Many were against the idea of celebrating the Eucharist outdoors with a hundred thousand people. They said that it was not possible because of the very structure of the Eucharist, which requires community for communion. And there were also prominent personalities, very respectable, who were against this solution.

But then professor Jungmann, a great liturgist and one of the leading architects of the liturgical reform, created the concept of "statio orbis," returning to the "statio Romae" in which during the Lenten season the faithful would gather in a place, the "statio," like soldiers for Christ, and then would go to the Eucharist together. If that, he said, had been the "statio" of the city of Rome, the place where the city of Rome gathered, that this would be the "statio orbis," the place where the world gathers.

It was from that moment that we had Eucharistic celebrations with mass participation. For me, I must say, it remains a problem, because concrete communion in the celebration is fundamental, and therefore I do not believe that the definitive answer has truly been found. Again at the last synod [of bishops] I raised this question again, but the answer was not found.
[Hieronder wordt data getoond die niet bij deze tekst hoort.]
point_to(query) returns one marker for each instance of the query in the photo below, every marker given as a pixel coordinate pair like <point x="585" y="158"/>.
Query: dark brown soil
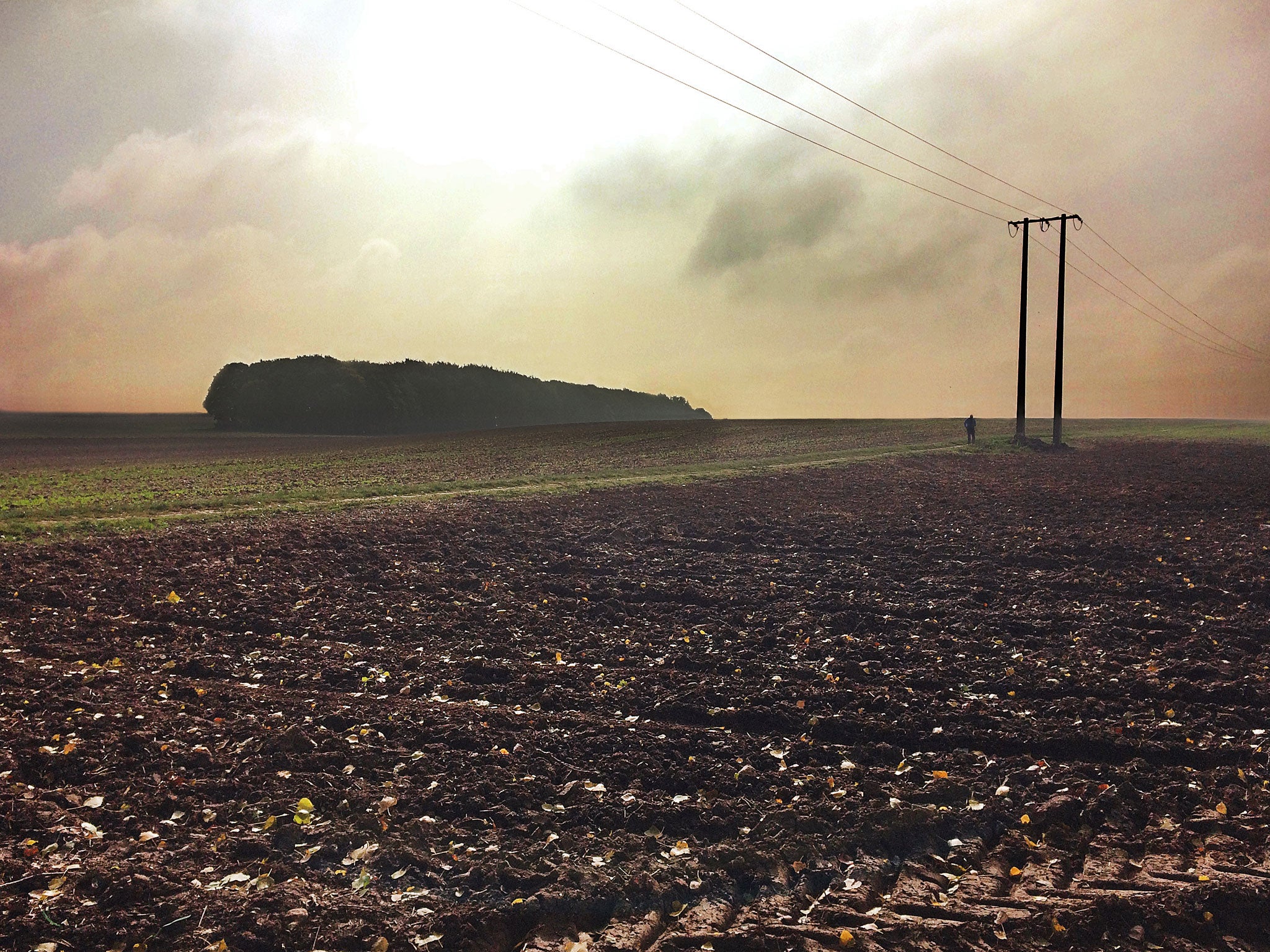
<point x="957" y="701"/>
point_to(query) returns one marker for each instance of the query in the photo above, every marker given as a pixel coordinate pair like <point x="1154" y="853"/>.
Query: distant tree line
<point x="324" y="395"/>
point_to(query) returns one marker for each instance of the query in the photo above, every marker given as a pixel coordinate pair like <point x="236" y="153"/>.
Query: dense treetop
<point x="324" y="395"/>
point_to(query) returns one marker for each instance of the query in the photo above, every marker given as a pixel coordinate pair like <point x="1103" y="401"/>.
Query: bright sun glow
<point x="484" y="81"/>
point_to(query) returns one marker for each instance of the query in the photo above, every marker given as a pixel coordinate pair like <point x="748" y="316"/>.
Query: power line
<point x="1198" y="342"/>
<point x="1150" y="304"/>
<point x="803" y="110"/>
<point x="747" y="112"/>
<point x="883" y="118"/>
<point x="1231" y="337"/>
<point x="1188" y="333"/>
<point x="865" y="108"/>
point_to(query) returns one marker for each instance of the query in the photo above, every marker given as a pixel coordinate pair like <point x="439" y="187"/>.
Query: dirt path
<point x="940" y="701"/>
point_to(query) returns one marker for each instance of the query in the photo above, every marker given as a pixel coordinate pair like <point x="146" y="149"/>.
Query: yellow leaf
<point x="304" y="811"/>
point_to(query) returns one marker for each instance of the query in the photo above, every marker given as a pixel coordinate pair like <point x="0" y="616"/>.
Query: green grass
<point x="87" y="474"/>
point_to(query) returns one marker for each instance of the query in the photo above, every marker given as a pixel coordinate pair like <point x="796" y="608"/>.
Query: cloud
<point x="752" y="225"/>
<point x="242" y="215"/>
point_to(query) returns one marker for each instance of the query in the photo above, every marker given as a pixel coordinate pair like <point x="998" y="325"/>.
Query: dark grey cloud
<point x="751" y="225"/>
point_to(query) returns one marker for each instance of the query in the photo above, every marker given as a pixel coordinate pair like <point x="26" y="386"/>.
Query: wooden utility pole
<point x="1023" y="325"/>
<point x="1021" y="408"/>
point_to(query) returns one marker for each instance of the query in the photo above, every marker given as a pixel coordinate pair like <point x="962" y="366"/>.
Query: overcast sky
<point x="186" y="183"/>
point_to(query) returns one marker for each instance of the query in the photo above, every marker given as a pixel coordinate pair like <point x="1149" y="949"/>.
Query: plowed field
<point x="933" y="702"/>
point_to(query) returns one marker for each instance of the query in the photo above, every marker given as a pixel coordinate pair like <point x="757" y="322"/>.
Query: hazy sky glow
<point x="186" y="183"/>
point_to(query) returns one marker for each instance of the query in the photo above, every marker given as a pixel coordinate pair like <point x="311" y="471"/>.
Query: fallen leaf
<point x="304" y="811"/>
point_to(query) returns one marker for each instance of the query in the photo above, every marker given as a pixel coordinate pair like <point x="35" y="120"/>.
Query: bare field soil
<point x="71" y="474"/>
<point x="934" y="702"/>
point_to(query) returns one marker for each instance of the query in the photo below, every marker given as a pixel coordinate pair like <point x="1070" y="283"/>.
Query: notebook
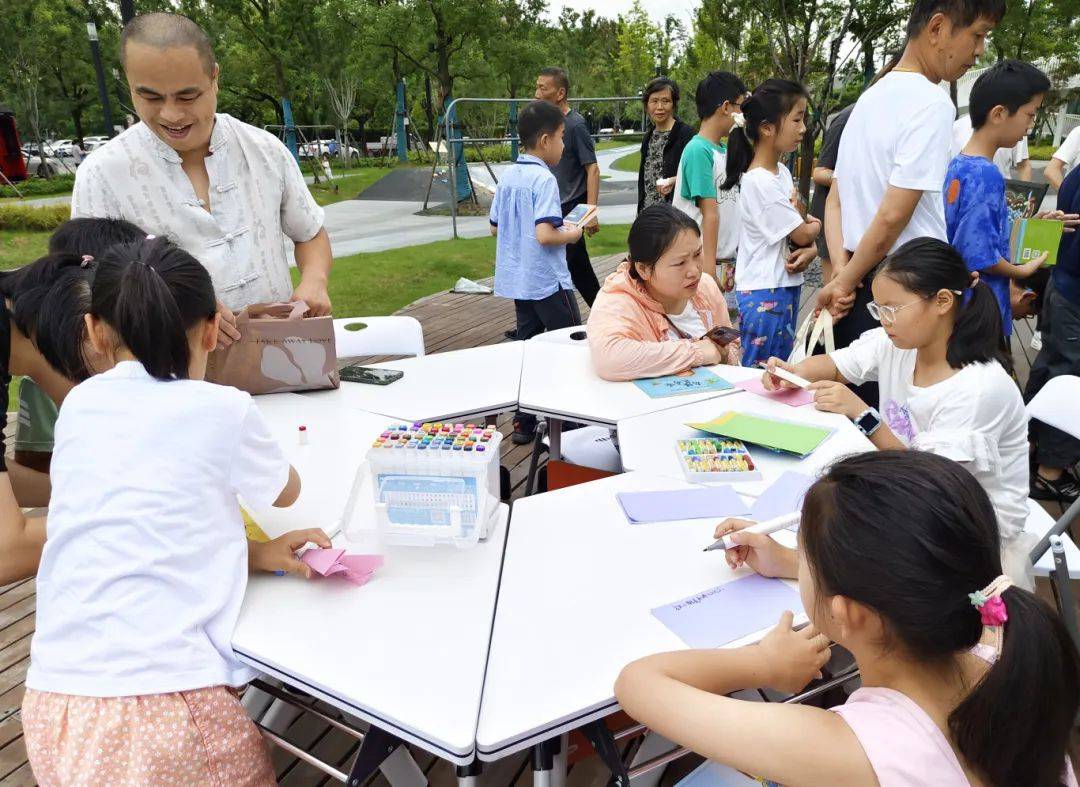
<point x="700" y="380"/>
<point x="772" y="433"/>
<point x="1031" y="238"/>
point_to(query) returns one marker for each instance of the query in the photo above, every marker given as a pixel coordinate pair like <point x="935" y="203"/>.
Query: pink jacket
<point x="629" y="335"/>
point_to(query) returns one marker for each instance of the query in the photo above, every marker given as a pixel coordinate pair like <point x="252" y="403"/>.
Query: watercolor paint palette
<point x="716" y="459"/>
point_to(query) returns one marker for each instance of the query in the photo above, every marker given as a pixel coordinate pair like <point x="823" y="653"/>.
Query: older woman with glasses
<point x="663" y="143"/>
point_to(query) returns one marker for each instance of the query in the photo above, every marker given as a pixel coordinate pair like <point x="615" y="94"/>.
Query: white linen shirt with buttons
<point x="145" y="567"/>
<point x="257" y="197"/>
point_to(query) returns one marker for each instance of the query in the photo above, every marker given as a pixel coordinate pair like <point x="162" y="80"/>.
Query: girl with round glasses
<point x="943" y="376"/>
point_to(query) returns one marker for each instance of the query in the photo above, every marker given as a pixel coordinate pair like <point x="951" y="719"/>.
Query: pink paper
<point x="793" y="396"/>
<point x="356" y="569"/>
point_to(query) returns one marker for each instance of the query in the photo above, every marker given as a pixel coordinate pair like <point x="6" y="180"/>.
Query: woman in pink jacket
<point x="653" y="312"/>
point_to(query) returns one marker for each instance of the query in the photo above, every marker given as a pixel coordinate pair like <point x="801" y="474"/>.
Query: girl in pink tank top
<point x="966" y="679"/>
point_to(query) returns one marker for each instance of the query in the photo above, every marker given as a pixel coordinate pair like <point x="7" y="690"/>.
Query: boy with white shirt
<point x="890" y="170"/>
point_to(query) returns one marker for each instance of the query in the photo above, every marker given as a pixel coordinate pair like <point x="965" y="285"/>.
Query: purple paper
<point x="793" y="396"/>
<point x="784" y="496"/>
<point x="698" y="503"/>
<point x="728" y="612"/>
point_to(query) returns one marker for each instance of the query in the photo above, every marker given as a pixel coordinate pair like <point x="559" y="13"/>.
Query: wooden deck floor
<point x="450" y="322"/>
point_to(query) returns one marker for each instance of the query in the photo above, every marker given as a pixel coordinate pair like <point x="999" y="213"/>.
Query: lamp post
<point x="102" y="93"/>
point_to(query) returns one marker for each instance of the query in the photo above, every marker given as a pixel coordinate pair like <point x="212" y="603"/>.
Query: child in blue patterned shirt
<point x="1002" y="106"/>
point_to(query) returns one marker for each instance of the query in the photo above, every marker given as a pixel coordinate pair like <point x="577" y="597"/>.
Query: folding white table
<point x="453" y="385"/>
<point x="647" y="443"/>
<point x="558" y="382"/>
<point x="577" y="570"/>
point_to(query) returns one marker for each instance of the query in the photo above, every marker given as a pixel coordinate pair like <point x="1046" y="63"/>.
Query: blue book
<point x="700" y="380"/>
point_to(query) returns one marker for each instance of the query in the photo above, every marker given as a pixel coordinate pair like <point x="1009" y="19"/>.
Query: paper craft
<point x="784" y="496"/>
<point x="700" y="503"/>
<point x="793" y="396"/>
<point x="728" y="612"/>
<point x="701" y="380"/>
<point x="780" y="435"/>
<point x="356" y="569"/>
<point x="1030" y="238"/>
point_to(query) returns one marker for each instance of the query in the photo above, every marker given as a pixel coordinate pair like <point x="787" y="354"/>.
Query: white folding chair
<point x="356" y="337"/>
<point x="1055" y="405"/>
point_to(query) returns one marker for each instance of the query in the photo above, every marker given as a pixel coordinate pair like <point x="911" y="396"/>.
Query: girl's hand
<point x="832" y="396"/>
<point x="793" y="659"/>
<point x="759" y="552"/>
<point x="280" y="554"/>
<point x="771" y="382"/>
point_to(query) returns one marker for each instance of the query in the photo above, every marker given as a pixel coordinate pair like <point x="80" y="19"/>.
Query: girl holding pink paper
<point x="132" y="674"/>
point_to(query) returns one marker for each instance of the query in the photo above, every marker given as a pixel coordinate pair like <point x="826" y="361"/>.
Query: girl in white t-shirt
<point x="768" y="273"/>
<point x="943" y="379"/>
<point x="132" y="674"/>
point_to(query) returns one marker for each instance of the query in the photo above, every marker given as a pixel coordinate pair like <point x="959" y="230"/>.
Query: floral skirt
<point x="200" y="737"/>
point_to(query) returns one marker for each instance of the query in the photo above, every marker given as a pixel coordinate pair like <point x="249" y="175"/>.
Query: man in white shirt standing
<point x="893" y="155"/>
<point x="1064" y="159"/>
<point x="225" y="191"/>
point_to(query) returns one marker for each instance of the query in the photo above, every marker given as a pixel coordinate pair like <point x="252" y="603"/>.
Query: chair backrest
<point x="1055" y="404"/>
<point x="395" y="335"/>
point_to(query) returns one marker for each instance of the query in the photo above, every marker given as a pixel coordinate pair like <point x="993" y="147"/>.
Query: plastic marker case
<point x="435" y="483"/>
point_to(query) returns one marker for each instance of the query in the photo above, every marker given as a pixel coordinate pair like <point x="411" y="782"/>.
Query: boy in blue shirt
<point x="1002" y="106"/>
<point x="530" y="253"/>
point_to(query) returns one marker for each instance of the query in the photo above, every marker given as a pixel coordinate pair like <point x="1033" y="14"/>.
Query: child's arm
<point x="710" y="230"/>
<point x="679" y="695"/>
<point x="22" y="539"/>
<point x="549" y="235"/>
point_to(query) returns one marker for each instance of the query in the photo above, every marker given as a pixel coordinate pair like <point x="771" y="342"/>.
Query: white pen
<point x="765" y="528"/>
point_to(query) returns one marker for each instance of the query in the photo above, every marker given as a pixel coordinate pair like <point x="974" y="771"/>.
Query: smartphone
<point x="723" y="336"/>
<point x="370" y="375"/>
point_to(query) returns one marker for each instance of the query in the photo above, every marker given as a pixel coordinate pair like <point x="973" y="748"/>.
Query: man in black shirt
<point x="578" y="175"/>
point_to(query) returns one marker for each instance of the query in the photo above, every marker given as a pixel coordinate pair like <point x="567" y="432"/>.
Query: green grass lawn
<point x="631" y="162"/>
<point x="377" y="283"/>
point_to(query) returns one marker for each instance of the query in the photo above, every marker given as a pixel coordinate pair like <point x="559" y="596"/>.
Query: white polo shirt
<point x="145" y="567"/>
<point x="257" y="198"/>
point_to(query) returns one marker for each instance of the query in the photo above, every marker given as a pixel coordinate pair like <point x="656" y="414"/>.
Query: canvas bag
<point x="279" y="350"/>
<point x="806" y="339"/>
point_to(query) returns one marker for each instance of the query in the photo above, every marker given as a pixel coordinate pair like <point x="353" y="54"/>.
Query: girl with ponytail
<point x="966" y="678"/>
<point x="146" y="560"/>
<point x="944" y="380"/>
<point x="768" y="272"/>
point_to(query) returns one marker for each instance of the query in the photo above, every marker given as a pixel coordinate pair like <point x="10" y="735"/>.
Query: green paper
<point x="1030" y="238"/>
<point x="779" y="435"/>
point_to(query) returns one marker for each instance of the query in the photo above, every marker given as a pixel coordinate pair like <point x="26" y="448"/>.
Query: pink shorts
<point x="200" y="737"/>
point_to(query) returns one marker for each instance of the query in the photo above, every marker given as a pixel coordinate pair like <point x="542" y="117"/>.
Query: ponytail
<point x="927" y="266"/>
<point x="1014" y="726"/>
<point x="151" y="293"/>
<point x="937" y="527"/>
<point x="769" y="104"/>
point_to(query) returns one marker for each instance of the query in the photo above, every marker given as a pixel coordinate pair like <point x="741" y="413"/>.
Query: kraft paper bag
<point x="279" y="350"/>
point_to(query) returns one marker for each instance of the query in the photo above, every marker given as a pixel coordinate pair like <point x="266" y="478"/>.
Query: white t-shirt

I posed another question, about mass concelebration: because if, for example, a thousand priests concelebrate, it is not clear whether the structure intended by the Lord is still present. These are questions. And so you encountered, in Loreto, the difficulty of participating in a mass celebration during which it is not possible that all be equally involved. A certain style must therefore be chosen to preserve the dignity that is always necessary for the Eucharist; the community is not uniform, and the experience of participation at the event is different; for some, it is certainly insufficient. But in Loreto, this matter did not depend upon me, but rather upon those occupied with the preparation.

We must therefore reflect well on what to do in these situations [. . .] The fundamental problem remains, but it seems to me that, knowing what the Eucharist is, even if one does not have the possibility of the kind of exterior activity desired to feel oneself as a participant, one may enter with the heart, as the ancient imperative of the Church says, which may have been created precisely for those who were in the back of the basilica: "Let us lift up our hearts! Now let us all come out from ourselves, so that we ma be with the Lord and be together." I do not deny the problem, but if we truly follow these words, "let us lift up our hearts," we will all find, even in difficult and sometimes questionable situations, true active participation."